For two years, the cannabis delivery industry were anxiously awaiting the resolution of a lawsuit brought against the Bureau of Cannabis Control (“BCC”) by two-dozen California cities, asserting that a regulation promulgated by the BCC allowing for delivery to any address in California violates statutes allowing such deliveries only to the extent such operations comply with local law. The battle was cast as one regressive between cities attempting to cut off their citizen’s access to cannabis delivery against the noble BCC standing in its way, protecting its licensees’ right to statewide delivery. In the end, however, the BCC obtained a victory on procedural grounds by essentially conceding the central issue in the case: whether local governments may prohibit deliveries within their borders.

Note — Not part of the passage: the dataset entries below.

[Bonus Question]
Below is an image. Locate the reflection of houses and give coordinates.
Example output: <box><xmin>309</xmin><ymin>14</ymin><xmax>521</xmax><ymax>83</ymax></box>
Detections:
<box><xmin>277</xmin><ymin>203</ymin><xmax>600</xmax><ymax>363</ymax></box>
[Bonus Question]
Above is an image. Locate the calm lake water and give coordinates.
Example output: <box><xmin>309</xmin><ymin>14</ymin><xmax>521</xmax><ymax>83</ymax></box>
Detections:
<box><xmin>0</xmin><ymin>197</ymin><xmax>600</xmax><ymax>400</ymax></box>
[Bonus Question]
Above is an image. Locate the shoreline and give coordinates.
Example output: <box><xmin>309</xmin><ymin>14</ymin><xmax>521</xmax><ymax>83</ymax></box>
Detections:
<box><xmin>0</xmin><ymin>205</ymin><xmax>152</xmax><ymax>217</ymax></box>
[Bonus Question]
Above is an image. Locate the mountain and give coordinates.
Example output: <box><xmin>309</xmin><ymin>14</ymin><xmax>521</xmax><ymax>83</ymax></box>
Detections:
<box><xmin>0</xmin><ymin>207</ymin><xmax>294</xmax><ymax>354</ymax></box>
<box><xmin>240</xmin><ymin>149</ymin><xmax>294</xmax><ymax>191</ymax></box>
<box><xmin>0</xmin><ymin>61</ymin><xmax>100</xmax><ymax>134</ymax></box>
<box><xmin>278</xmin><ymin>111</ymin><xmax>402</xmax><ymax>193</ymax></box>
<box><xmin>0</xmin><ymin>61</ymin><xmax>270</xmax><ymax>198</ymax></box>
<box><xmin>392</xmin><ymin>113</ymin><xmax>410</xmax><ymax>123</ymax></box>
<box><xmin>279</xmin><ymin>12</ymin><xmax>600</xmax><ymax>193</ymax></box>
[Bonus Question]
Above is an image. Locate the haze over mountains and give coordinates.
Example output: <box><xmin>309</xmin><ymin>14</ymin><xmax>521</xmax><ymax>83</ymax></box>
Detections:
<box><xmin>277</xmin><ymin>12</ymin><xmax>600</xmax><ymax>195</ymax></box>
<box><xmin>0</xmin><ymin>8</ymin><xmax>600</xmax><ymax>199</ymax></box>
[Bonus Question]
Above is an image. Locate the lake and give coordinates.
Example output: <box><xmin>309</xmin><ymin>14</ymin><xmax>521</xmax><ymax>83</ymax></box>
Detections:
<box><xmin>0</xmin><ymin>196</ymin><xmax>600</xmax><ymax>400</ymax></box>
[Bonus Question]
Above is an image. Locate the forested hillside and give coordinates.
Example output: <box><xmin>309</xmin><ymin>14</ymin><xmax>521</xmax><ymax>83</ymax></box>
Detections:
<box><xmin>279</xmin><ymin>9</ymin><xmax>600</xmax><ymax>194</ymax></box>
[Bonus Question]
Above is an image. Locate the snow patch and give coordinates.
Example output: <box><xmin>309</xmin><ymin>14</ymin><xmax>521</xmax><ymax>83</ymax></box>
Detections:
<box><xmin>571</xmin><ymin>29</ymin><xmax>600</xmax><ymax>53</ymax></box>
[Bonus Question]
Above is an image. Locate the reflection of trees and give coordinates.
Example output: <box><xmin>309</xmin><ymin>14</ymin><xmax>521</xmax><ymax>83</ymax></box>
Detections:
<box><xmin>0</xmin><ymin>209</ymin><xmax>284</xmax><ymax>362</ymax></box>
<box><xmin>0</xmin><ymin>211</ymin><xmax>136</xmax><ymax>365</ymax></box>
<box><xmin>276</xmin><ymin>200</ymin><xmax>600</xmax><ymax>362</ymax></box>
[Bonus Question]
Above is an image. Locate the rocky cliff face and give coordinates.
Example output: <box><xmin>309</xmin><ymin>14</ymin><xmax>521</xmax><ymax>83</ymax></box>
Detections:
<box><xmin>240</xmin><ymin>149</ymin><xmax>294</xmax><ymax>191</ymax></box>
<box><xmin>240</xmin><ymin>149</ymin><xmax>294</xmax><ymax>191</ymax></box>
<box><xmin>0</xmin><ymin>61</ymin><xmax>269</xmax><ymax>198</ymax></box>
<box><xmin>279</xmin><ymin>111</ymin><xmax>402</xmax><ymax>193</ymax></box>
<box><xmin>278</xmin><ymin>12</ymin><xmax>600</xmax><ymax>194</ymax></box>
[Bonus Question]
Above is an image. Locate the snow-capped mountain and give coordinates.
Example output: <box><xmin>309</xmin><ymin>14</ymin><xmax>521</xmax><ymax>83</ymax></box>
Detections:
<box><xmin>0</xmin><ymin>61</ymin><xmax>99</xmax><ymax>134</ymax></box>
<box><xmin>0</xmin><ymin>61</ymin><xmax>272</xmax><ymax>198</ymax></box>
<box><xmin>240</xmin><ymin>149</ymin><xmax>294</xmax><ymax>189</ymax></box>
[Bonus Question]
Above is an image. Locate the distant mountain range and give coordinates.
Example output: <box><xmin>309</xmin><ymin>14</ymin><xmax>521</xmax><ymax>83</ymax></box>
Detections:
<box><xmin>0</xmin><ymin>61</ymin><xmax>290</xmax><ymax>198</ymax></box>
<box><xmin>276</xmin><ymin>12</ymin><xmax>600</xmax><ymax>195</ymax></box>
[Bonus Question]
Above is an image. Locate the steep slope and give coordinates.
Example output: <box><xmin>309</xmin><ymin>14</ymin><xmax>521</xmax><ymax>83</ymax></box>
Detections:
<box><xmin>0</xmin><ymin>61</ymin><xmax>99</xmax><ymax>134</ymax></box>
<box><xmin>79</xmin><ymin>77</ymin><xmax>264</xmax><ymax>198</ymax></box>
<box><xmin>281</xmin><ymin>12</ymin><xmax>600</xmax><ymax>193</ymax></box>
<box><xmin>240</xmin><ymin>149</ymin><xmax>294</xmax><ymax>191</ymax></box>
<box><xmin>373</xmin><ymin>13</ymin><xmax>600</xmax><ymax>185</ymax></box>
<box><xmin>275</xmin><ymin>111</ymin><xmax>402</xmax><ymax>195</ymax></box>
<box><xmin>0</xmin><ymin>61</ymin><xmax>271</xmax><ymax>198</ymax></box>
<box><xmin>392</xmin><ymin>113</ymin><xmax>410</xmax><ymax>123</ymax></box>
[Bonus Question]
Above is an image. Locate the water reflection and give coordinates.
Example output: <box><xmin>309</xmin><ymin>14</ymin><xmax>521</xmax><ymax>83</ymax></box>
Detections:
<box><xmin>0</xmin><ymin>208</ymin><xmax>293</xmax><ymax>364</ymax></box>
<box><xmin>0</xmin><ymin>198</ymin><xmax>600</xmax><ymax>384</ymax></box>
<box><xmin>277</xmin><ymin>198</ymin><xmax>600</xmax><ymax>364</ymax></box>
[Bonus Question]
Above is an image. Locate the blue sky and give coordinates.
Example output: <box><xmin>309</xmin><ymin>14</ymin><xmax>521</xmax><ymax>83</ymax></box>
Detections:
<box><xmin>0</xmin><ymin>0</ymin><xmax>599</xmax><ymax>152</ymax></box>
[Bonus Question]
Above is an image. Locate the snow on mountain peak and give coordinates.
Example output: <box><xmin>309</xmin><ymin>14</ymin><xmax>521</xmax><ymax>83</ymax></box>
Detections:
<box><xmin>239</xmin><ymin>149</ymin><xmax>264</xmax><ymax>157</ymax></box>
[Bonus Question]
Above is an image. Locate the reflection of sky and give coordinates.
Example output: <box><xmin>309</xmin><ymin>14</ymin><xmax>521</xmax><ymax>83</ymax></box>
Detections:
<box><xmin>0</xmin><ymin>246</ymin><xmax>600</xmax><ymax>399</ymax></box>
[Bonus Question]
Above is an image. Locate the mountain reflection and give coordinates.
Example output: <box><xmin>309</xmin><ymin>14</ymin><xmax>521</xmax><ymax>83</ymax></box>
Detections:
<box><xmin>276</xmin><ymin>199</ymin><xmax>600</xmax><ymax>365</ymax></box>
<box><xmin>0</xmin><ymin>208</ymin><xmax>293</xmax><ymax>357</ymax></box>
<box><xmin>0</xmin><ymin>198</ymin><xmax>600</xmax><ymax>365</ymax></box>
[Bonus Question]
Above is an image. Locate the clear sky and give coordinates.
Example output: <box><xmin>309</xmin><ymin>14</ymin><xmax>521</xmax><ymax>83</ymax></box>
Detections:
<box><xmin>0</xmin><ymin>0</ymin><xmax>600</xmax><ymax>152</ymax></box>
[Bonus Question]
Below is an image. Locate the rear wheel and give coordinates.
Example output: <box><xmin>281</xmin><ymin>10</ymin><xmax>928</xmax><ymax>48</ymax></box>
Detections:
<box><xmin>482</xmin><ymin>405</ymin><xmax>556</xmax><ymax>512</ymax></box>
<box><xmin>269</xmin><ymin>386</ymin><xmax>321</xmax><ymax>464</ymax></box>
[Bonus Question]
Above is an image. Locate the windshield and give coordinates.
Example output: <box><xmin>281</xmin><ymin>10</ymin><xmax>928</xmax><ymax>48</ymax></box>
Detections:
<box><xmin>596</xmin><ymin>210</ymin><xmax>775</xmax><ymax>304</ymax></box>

The cities contend that state law allows them to prohibit cannabis operations, including delivery of cannabis, within their borders. The BCC long defended its Regulation 5416(d), arguing even in its June 2020 trial brief that local jurisdictions cannot totally prevent businesses that are established and operate in other cities or counties from delivering into their jurisdictions.”
Last month, however, the BCC reversed course and accepted the Court’s invitation to argue that the matter was not yet ripe and that the cities lacked standing to pursue the case. The BCC did so by asserting that its regulation allowing statewide delivery does not conflict with local delivery bans. The cities, said the BCC, can enforce their own local bans, even if the State is not required to do so. The court based its ruling upon and adopted this argument.
From the perspective of the cannabis industry, this represents a completely pyrrhic victory. The BCC prevailed in the legal proceeding, but the practical result of this “win” is a court ruling that says local delivery bans are ok under current law. Localities can impose and enforce their own bans on cannabis delivery within their borders. This “win” thus leaves cannabis delivery companies in the same impossible situation in which they started: Honor local bans they believe unconstitutional or face enforcement actions against them that could include criminal sanctions and have the potential to impact their permits and licenses to continue operating.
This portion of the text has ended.